WARNING!
Have you ever heard of freak shows? Those exhibitions or circus fairs where people with physical deformities and disabilities were put up on display for “normal” folk to look at and be disgusted, fascinated, repulsed by. Thankfully freak shows have been left in the past, at least for the most part. But even after their prime time, we have continued on to treat disabled and chronically ill people with the same kind of disrespect as that of freak shows. And while the exhibitionists during the 1800’s were often paid for their labor as a “freak of nature”, now in the 21st century, we don’t get those kinds of privileges. So, to some extend, things have gotten worse instead of progressing. But isn’t that the nature of things nowadays in general?
During the freak show boom, disabled people had many kinds of discriminatory laws placed upon them. For example, in the United States, it was common to have disabled people be forever confined in their homes and not allowing them to step outside in the public, because they were considered “an eye sore” for the “normal” people who were just trying to live their normal lives. The freak shows were the only opportunity for some of these confined disabled people to actually go outside and have people look at them – people who weren’t their family members and the like. So what if that included people attacking and assaulting them, or disrespecting their bodies in some other way? At least they were finally seen.
I identify myself as a disabled individual. Along with my neurodivergency that has always existed, no matter if it was noticed back then or not, I’m also now disabled in the physical sense. My trauma has caused me to develop four separate illnesses, out of which one (DDOS) affects my cognition so greatly that my psychiatrist told me it would be impossible for me to ever have a regular 9-to-5 job, and another one (fibromyalgia) weakening my body to the point of unexpected collapses and a need for a mobility aid. But these are not the only ways you can see that I am not healthy, that I have some kind of health problems.

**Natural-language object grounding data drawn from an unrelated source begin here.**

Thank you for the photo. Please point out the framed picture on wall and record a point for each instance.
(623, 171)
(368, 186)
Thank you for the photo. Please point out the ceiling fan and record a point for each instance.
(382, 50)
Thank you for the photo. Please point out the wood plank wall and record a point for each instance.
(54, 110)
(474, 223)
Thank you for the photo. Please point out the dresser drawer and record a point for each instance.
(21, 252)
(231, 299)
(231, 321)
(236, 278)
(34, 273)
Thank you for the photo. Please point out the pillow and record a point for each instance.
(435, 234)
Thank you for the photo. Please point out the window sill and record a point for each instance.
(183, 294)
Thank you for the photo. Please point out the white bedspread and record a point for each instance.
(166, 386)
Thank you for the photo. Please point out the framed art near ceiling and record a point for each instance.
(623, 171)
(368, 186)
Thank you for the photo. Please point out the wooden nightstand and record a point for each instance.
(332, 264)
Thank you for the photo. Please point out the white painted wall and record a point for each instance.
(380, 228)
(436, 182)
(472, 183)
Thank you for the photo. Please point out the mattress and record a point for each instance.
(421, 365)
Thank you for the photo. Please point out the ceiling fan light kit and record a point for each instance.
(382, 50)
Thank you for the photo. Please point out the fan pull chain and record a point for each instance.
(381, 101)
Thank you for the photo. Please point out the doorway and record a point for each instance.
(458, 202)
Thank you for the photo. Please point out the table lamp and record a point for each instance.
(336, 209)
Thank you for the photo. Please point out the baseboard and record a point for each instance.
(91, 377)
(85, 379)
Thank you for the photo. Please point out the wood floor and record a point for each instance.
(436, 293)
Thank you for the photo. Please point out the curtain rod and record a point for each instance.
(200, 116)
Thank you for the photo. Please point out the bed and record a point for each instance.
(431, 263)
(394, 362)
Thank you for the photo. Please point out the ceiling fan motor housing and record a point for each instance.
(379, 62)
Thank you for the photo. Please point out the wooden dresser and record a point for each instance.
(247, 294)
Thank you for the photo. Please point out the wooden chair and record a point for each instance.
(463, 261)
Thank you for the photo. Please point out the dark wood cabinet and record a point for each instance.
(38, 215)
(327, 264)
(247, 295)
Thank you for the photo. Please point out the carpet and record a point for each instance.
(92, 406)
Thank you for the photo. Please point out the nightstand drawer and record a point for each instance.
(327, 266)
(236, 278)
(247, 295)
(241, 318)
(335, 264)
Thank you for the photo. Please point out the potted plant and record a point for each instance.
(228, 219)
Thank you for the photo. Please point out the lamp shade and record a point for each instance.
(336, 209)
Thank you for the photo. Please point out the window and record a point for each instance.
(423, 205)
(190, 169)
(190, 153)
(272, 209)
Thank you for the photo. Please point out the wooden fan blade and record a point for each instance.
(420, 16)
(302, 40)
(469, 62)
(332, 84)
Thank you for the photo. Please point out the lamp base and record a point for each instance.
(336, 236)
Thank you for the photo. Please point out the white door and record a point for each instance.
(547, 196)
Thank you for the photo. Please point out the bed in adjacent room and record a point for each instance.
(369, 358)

On a hot summer day, you can see them. I know I don’t have to say anything else than that and you’re thinking about them right now. You look at my limbs, my bare limbs because I cannot keep a long-sleeved shirt on in this heat, and you see them. What are they? No, like, what are they, REALLY?
Scar tissue. They are scarred skin tissue. That’s it.
My skin is scarred because of the battles I have gone through, and still continue to go through, with my health and safety. They are a physical signifier that something has happened to me, something has changed me as a person during my lifetime, to the point that even today, you can still see it on my body.
You know who else have scarred skin tissue as a reminder of their battles? Burn victims. Amputees. Cancer survivors. Veterans. Traffic accident survivors. People who have had surgeries. People with cystic acne. And so on.
I once got this comment on one of my posts, where the commenter was basically telling me to put a trigger warning over my body every time I post videos of myself with even some of my scars visible. It reminded me of the old laws that disabled people had to abide by; the eye sore laws. That just because some people out there do not like the way your body looks due to things you had no control over, you should be kept away and hidden from the world. And while I do understand the sentiment behind the comment, I still think it is entirely unreasonable to tell me, a complete stranger, what I have to hide about myself for the comfort of others.
The reason my body is scarred and disabled is no different to anybody else’s. Things have happened to me, things that shouldn’t have happened, things that I didn’t choose. So why am I the one who’s assigned a spot at the modern-time freak show?